I don’t believe these two statements are mutually exclusive.
But I’m starting to wonder if I’m right.
There’s outrage around the world over a surveillance video filmed last month that captures the horrific scene of a toddler getting crushed by a slow-moving S.U.V. The mother, just a few feet behind her daughter, appears to be distracted by her phone.
A number of commenters on social media responded to this tragedy by hurling accusations at the mother. But as I read this story, I found it evoked a different response.
I couldn’t help but ask myself:
Could this have happened to me?
Technology, Communication and Parenting
I have no shame admitting that I’m the world’s worst multi-tasker. Already some time ago, I made a determined effort to never check my phone while driving.
Yet, I still catch myself sending emails or checking social media while trying to take care of my kids.
Research says I’m not alone. Just a few days ago, The Science Daily reported on a study conducted by the University of Michigan Health System, which concluded that “parents’ use of mobile technology around young children may be causing internal tension, conflicts and negative interactions with their kids.”
“Parents are constantly feeling like they are in more than one place at once while parenting,” said Jenny Radesky, M.D. Radesky, a child behavior expert and pediatrician at University of Michigan C.S. Mott Children’s Hospital, who led the study with colleagues from Boston Medical Center.
“They’re still ‘at work.’ They’re keeping up socially. All while trying to cook dinner and attend to their kids.”
“Technology has transformed the way parents use digital media around their children. Compared to traditional distractions like books, mobile technology is described as much more commanding of attention that is unpredictable and requires a greater emotional investment.
“Kids require a lot of different types of thinking, so multitasking between them and technology can be emotionally and mentally draining.”
Psychologist Catherine Steiner-Adair, saw evidence of this in research she conducted for her book, The Big Disconnect: Protecting Childhood and Family Relationships in the Digital Age. As NPR reports, Steiner-Adair interviewed 1,000 children between the ages of 4 and 18, asking them about their parents’ mobile device habits.

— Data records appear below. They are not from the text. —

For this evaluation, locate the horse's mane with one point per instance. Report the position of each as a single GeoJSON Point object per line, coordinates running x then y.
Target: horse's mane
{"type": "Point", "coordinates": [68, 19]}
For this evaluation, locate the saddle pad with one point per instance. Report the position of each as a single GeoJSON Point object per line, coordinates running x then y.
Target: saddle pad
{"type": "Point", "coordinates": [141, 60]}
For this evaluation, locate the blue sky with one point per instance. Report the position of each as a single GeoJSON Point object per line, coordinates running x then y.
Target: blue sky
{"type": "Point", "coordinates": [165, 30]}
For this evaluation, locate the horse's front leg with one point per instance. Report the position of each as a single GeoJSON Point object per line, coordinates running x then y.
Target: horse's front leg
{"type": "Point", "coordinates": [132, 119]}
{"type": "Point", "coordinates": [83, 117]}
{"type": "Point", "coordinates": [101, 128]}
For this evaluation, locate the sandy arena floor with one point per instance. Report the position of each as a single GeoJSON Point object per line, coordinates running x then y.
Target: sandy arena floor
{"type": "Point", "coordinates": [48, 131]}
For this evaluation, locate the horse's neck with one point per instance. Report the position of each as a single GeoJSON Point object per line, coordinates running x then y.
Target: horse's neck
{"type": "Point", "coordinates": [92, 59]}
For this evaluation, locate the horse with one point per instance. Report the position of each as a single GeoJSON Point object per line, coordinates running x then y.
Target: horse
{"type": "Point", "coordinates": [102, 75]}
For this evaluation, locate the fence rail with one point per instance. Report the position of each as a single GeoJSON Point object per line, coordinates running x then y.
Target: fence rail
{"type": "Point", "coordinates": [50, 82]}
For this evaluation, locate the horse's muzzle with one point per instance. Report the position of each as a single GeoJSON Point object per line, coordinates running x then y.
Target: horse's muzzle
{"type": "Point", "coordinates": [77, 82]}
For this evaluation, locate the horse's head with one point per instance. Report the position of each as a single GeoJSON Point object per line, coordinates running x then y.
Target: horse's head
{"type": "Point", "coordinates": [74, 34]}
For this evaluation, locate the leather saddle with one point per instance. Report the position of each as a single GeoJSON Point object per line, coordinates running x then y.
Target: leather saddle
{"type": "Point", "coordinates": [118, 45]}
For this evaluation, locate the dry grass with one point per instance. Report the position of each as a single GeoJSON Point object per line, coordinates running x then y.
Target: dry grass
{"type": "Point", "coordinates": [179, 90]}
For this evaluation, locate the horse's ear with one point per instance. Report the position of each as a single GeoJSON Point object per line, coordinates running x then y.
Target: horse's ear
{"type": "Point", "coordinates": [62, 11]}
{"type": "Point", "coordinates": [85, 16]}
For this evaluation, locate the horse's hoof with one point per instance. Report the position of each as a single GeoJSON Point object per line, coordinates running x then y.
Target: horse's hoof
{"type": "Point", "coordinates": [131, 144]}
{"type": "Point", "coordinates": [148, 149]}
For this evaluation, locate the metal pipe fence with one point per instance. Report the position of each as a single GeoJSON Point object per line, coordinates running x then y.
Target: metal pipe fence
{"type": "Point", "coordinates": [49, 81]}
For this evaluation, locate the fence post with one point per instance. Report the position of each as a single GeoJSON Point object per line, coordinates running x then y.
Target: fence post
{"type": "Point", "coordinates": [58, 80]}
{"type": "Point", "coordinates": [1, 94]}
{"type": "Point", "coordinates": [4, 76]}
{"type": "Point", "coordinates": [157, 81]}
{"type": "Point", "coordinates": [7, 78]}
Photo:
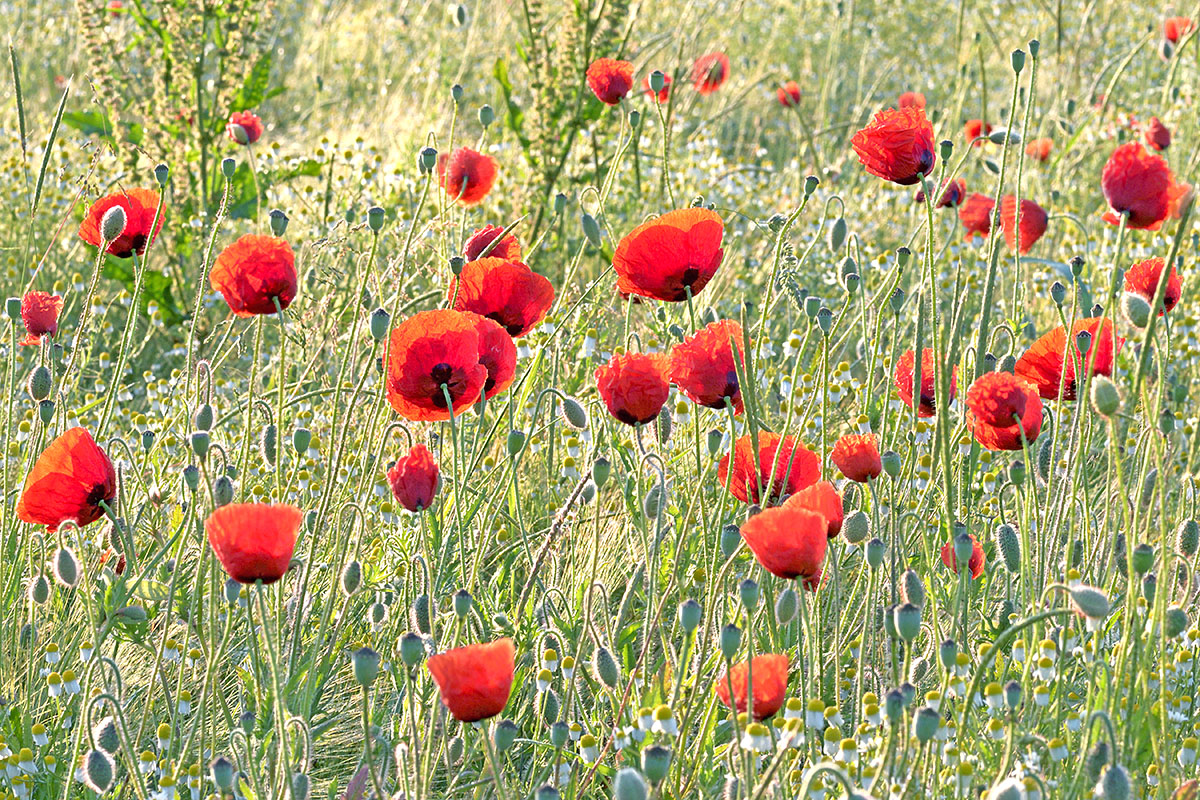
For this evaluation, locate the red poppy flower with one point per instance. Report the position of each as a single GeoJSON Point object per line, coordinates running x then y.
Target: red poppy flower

She says that the words frequently used included “sad, mad, angry and lonely.” One girl reportedly said: “I feel like I’m just boring. I’m boring my dad because he will take any text, any call, anytime–even on the ski lift!”
Not surprisingly, children joyfully related stories of hiding their parents’ phones, putting them in the oven, or even throwing them in the toilet.
Reading these stories and research–and considering last month’s tragedy–have inspired me to take a closer look at my own habits. Why should I short-change my children when it comes to giving them my attention, as if they aren’t the most important thing in my lives?
I encourage you to seriously ponder this serious issue, and to speak about it to your spouse, significant other, friends and family.
Most importantly, speak about it with your children. Because it may not only save the relationship between you and your child…
It may end up saving your child’s life, too.